A vegetarian diet is good but…
You can get many of the nutrients you want from a vegetarian diet including protein even if you are a strict vegetarian who does not eat eggs, milk and other animal products but you still need to be careful.
Meat does provide the most complete type of protein (meaning it contains all the amino acids you need), but even though some vegetables and legumes may be missing a few amino acids, you can still get all the protein you need if you eat legumes and grains which contain some of these amino acids throughout the day.
Vitamin B12 is another concern for those on a vegetarian diet. This vitamin can only be found in animal products and is crucial because it’s used by the body to create red blood cells. When you are deficient in this vitamin, you will usually feel week and tired (pernicious anemia).
One way to avoid a deficiency in this vitamin if you follow a vegetarian diet is to eat foods that are fortified with B12 such as certain cereals, soy milk, nutritional yeast, etc.
But it’s so hard…
Making a change to a vegetarian diet will be difficult so you need to come up with reasons why this diet will be beneficial for you. Are you dealing with various health issues that you want to put in your past? Feel unhealthy? Don’t feel your best? Are overweight or obese, etc.
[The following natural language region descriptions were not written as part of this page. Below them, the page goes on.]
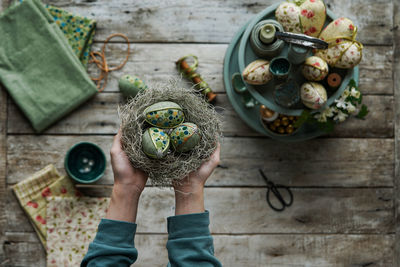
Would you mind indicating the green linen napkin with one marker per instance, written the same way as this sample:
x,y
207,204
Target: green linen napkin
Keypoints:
x,y
38,67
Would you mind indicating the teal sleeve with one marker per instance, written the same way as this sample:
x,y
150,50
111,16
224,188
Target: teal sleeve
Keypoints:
x,y
190,242
113,245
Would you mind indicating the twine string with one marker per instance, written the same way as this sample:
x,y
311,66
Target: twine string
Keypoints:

Even when you come up with good reasons for changing to a vegetarian diet, it may be difficult to make the change so be kind to yourself. Start slowly and gradually introduce changes to your diet. Start by eating vegetarian for one day a week or one meal a day and gradually build up. Or start by only eliminating meat and keeping fish (become pescetarian).
Or adopt a Mediterranean diet if a vegetarian diet is too much. As mentioned previously, parts of the world that follow this diet have been found to be healthier and with a reduced risk of developing various chronic diseases. This diet contains an abundance of fruits and vegetables, olive oil, red wine, fresh fish, etc, and less meat products.
As you make these changes to your diet, there will be some resistance but if you are persistent, your body will start to become used to and start craving this healthier food and start to detest many unhealthy foods that you used to enjoy and you will be on your way to a longer, healthier life.